La Generalidad deberá adoptar cuantas medidas sean precisas para adaptar su sistema de enseñanza a la nueva situación creada por la declaración 31/2010 del Tribunal Constitucional que considera también al castellano como lengua vehicular de la enseñanza en Cataluña junto con el catalán, y de igual modo declaramos el derecho del recurrente a que todas las comunicaciones, circulares y cualquier otra documentación, tanto oral como escrita, que le sean dirigidas por el centro escolar lo sean también en castellano.

No hacía falta que lo declarara el Tribunal Supremo para saber que el sistema educativo que excluye al español en Cataluña como lengua vehicular de la enseñanza y que lo posterga "al estudio de una asignatura" es radicalmente contrario al derecho constitucional. Pero, precisamente por ello, nadie debería dudar, y menos aun a estas alturas, de que la Generalidad, tanto la que preside en funciones Montilla, como la que va a presidir Artur Mas, va hacer absoluto caso omiso a esta sentencia.

Ciertamente, si los nacionalistas –incluido el PSC– no han dudado en violar la letra y el espíritu de nuestra Carta Magna en este ámbito, así como han reiterado, más recientemente, su nula disposición a acatar también lo que, en concordancia con nuestra Ley de Leyes, establece la sentencia del Tribunal Constitucional, ¿por qué ahora sí iban a obedecer al Supremo?

Se dirá con razón que infringir la ley, como no obedecer las sentencias, es un delito, y que quien delinque debe ser considerado delincuente.

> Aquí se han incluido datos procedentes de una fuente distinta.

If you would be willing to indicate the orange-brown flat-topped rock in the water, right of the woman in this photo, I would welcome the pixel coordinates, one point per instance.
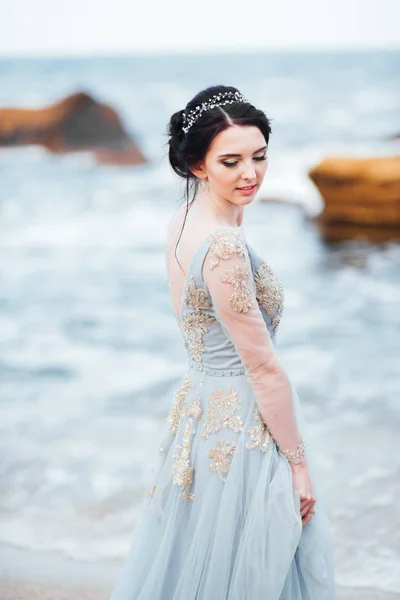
(359, 190)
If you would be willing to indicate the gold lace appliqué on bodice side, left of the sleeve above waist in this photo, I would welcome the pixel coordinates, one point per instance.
(195, 324)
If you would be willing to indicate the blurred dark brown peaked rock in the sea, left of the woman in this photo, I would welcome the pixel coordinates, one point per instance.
(76, 123)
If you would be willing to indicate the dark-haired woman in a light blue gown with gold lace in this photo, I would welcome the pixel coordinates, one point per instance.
(232, 514)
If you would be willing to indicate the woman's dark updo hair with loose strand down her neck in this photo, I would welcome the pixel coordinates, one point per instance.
(187, 150)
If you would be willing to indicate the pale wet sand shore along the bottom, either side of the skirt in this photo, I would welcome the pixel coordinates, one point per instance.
(48, 575)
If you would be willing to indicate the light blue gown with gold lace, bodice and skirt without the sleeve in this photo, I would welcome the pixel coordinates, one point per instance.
(222, 520)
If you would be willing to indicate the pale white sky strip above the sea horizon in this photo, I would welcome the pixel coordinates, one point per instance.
(87, 27)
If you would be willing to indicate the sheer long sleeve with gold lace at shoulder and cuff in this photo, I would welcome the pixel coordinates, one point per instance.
(228, 276)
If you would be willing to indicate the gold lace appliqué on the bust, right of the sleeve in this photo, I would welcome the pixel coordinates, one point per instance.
(269, 293)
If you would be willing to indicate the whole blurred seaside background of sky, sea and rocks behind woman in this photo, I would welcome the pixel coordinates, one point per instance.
(89, 346)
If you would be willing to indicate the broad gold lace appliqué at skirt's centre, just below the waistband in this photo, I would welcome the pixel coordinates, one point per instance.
(222, 406)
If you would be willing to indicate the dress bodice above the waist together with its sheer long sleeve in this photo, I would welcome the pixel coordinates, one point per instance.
(231, 306)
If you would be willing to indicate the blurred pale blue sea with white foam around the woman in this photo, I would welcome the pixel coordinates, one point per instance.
(89, 347)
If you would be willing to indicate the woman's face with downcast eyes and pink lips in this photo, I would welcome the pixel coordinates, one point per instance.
(235, 164)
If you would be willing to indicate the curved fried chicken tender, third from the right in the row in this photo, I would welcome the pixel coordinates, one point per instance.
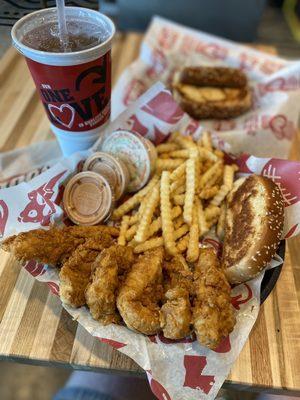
(139, 296)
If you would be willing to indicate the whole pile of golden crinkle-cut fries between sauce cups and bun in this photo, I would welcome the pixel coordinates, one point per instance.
(183, 200)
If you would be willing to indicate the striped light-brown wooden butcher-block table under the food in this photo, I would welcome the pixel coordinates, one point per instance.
(35, 329)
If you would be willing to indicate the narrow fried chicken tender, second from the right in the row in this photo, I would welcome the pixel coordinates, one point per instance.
(175, 314)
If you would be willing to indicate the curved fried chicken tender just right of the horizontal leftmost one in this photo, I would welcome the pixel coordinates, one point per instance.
(76, 271)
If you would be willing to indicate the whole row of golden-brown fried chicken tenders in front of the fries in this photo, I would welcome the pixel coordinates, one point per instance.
(147, 292)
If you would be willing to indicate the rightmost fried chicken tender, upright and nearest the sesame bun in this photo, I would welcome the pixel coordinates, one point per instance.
(213, 314)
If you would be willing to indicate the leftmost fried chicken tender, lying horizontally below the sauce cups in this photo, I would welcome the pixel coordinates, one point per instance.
(55, 245)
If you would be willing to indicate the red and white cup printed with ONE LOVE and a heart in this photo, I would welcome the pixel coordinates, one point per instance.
(75, 88)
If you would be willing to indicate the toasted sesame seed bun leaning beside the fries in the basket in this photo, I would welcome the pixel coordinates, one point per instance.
(254, 224)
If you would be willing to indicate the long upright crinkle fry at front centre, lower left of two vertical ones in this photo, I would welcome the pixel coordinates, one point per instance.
(165, 209)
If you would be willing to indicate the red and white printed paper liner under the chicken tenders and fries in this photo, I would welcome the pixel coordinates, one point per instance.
(176, 370)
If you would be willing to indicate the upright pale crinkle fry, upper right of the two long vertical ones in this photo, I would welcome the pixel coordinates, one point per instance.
(190, 190)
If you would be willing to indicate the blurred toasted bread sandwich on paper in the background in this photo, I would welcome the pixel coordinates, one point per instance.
(212, 92)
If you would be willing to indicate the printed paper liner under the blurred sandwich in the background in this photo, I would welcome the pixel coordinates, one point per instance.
(266, 130)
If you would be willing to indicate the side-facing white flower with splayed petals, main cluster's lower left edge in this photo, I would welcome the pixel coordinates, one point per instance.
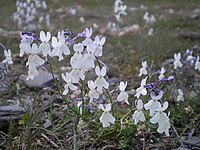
(69, 84)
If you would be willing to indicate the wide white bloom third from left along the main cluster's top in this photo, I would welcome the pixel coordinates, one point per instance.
(59, 46)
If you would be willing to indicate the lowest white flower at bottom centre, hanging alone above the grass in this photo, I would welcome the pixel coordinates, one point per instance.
(106, 118)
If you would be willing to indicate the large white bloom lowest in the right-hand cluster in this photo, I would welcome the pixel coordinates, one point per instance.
(162, 119)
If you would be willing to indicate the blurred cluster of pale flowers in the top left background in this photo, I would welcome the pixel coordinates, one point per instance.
(29, 14)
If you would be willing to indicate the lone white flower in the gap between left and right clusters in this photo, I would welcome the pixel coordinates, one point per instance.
(123, 94)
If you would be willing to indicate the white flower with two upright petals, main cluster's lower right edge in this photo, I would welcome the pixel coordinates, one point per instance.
(100, 81)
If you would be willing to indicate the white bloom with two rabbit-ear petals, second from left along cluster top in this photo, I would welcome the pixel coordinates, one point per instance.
(44, 46)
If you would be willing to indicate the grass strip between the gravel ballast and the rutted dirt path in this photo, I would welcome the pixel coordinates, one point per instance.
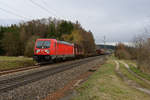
(106, 85)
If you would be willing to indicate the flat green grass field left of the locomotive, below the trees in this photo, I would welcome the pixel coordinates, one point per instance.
(14, 62)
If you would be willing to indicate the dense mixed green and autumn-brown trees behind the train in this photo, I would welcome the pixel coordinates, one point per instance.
(19, 39)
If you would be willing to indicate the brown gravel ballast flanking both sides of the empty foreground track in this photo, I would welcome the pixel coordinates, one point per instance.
(40, 89)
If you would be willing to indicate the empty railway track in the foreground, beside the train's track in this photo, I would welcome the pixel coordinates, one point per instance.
(9, 84)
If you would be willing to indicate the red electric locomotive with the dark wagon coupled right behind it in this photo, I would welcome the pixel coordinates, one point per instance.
(51, 49)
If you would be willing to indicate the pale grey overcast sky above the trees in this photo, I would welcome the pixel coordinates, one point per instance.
(118, 20)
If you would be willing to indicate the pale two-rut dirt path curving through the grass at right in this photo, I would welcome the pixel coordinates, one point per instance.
(131, 83)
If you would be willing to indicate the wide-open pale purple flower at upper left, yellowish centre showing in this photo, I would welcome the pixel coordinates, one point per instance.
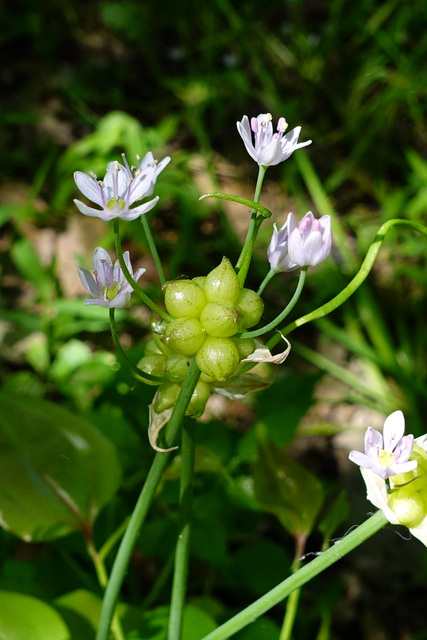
(119, 190)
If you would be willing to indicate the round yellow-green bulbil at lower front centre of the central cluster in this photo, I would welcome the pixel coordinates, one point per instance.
(217, 357)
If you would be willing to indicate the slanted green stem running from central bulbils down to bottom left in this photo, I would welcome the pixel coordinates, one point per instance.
(145, 499)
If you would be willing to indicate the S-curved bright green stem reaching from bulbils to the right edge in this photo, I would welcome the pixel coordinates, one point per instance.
(361, 275)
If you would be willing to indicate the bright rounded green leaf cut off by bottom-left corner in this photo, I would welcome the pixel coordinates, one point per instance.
(23, 617)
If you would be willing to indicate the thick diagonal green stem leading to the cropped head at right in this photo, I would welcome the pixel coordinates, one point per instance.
(301, 577)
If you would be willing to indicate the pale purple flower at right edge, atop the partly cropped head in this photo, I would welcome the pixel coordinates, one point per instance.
(388, 454)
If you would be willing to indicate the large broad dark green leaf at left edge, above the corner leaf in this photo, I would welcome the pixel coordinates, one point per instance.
(58, 470)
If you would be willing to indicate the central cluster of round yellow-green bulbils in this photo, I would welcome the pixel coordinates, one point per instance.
(208, 313)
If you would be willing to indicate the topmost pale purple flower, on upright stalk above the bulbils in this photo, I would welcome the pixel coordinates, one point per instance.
(269, 148)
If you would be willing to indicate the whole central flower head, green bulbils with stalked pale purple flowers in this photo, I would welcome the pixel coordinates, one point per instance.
(207, 318)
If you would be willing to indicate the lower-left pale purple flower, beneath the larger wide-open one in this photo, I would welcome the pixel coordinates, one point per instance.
(109, 288)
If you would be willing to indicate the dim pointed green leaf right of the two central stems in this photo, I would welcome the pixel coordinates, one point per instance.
(287, 489)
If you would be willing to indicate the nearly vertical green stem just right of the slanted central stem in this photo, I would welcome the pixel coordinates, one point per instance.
(182, 552)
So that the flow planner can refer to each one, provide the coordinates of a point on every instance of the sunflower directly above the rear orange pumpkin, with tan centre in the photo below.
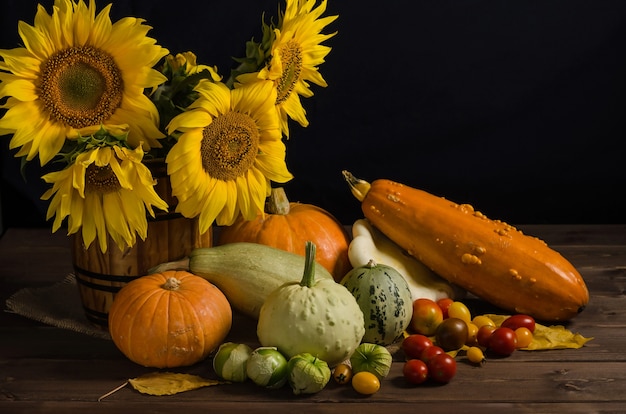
(228, 153)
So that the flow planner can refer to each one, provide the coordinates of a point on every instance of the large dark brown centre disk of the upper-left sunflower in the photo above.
(81, 86)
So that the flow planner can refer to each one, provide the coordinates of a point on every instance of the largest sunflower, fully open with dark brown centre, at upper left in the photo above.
(77, 72)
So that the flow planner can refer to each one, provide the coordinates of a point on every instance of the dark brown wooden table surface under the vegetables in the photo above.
(44, 369)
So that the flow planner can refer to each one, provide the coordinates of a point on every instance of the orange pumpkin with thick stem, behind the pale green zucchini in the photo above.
(288, 226)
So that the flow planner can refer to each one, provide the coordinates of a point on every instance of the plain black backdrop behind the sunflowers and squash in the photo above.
(516, 107)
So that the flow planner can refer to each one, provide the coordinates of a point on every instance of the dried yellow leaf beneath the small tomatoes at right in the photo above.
(549, 337)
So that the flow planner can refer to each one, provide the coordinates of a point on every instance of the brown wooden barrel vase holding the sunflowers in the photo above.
(101, 275)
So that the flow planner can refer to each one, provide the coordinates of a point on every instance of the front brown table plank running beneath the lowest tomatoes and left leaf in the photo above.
(500, 381)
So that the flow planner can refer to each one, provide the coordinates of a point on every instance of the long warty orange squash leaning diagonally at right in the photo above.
(489, 258)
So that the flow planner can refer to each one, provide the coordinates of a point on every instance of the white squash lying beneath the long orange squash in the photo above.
(368, 243)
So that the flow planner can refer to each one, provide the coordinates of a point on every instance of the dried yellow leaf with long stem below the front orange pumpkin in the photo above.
(169, 383)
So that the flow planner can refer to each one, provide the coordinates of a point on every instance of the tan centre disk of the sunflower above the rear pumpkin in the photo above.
(230, 145)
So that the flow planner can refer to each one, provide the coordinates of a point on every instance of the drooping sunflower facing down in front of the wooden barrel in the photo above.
(107, 190)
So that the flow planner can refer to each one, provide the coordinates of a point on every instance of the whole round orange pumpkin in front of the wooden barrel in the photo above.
(169, 319)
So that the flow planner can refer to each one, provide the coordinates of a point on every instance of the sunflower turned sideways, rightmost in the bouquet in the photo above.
(296, 53)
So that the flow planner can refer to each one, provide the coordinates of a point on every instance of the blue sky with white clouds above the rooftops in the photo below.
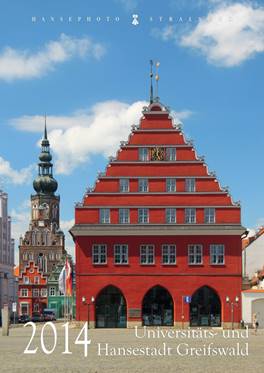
(91, 78)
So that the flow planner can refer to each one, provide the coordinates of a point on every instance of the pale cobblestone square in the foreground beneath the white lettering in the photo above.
(141, 354)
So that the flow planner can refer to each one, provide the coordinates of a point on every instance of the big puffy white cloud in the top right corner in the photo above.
(228, 35)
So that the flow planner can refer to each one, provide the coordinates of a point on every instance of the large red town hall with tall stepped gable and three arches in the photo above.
(158, 241)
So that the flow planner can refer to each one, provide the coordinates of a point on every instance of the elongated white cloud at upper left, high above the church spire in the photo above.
(25, 64)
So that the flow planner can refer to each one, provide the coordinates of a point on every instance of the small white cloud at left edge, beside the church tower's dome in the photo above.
(10, 175)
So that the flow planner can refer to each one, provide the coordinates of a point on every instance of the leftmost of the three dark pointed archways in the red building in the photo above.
(110, 308)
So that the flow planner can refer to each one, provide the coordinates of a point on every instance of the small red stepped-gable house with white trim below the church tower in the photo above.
(32, 295)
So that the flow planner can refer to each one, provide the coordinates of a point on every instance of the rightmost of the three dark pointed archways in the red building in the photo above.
(205, 308)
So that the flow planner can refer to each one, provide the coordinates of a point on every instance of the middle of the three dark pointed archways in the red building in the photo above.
(157, 307)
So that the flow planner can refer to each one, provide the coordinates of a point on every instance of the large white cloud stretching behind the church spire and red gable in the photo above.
(98, 130)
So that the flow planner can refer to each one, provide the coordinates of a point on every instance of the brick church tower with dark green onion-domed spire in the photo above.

Sin embargo, ¿qué efecto en la práctica tiene ello frente a la nula disposición de acatar la sentencia que refleja la Generalitat, por boca de su consejero socialista en funciones, Ernest Maragall, al declarar que la sentencia del Supremo no afecta "ni a una sola coma ni a un solo detalle de la normativa escolar catalana"? Ya puede el Tribunal Supremo decir lo contrario, no en tres, sino en tres mil sentencias, que dicho representante del Gobierno catalán no va a ser menos claro al afirmar que el catalán "es, sigue y seguirá siendo la lengua vehicular empleada normalmente en los colegios de Cataluña".

Mas si alguien, en el colmo de la ceguera voluntaria o de la complicidad, aun dudara de que los nacionalistas van a hacer de estas sentencias del Supremo el mismo papel mojado en el que ya han convertido la sentencia del Constitucional sobre el Estatut o la propia Constitución, que tenga presente que, entre los acuerdos por los que CiU acaba de lograr que el PSC facilite con su abstención la investidura de Mas, se encuentra precisamente el compromiso de "preservar el modelo lingüístico de la escuela catalana". Vamos, el mismo modelo que el Supremo ha dictaminado que se tiene que adaptar a la sentencia del Constitucional que considera también al castellano como lengua vehicular.

La cuestión de fondo es que muchos se niegan a ver la alarmante quiebra de nuestra nación como Estado de derecho, en la que se inserta este flagrante atropello a los derechos civiles y constitucionales más elementales de unos padres catalanes que quieren escolarizar a sus hijos en la lengua que les es propia y común al resto de los españoles. El futuro siempre está abierto, pero, desde luego, no mejorará si no empezamos por reconocer, tal y como es, la realidad de la que partimos.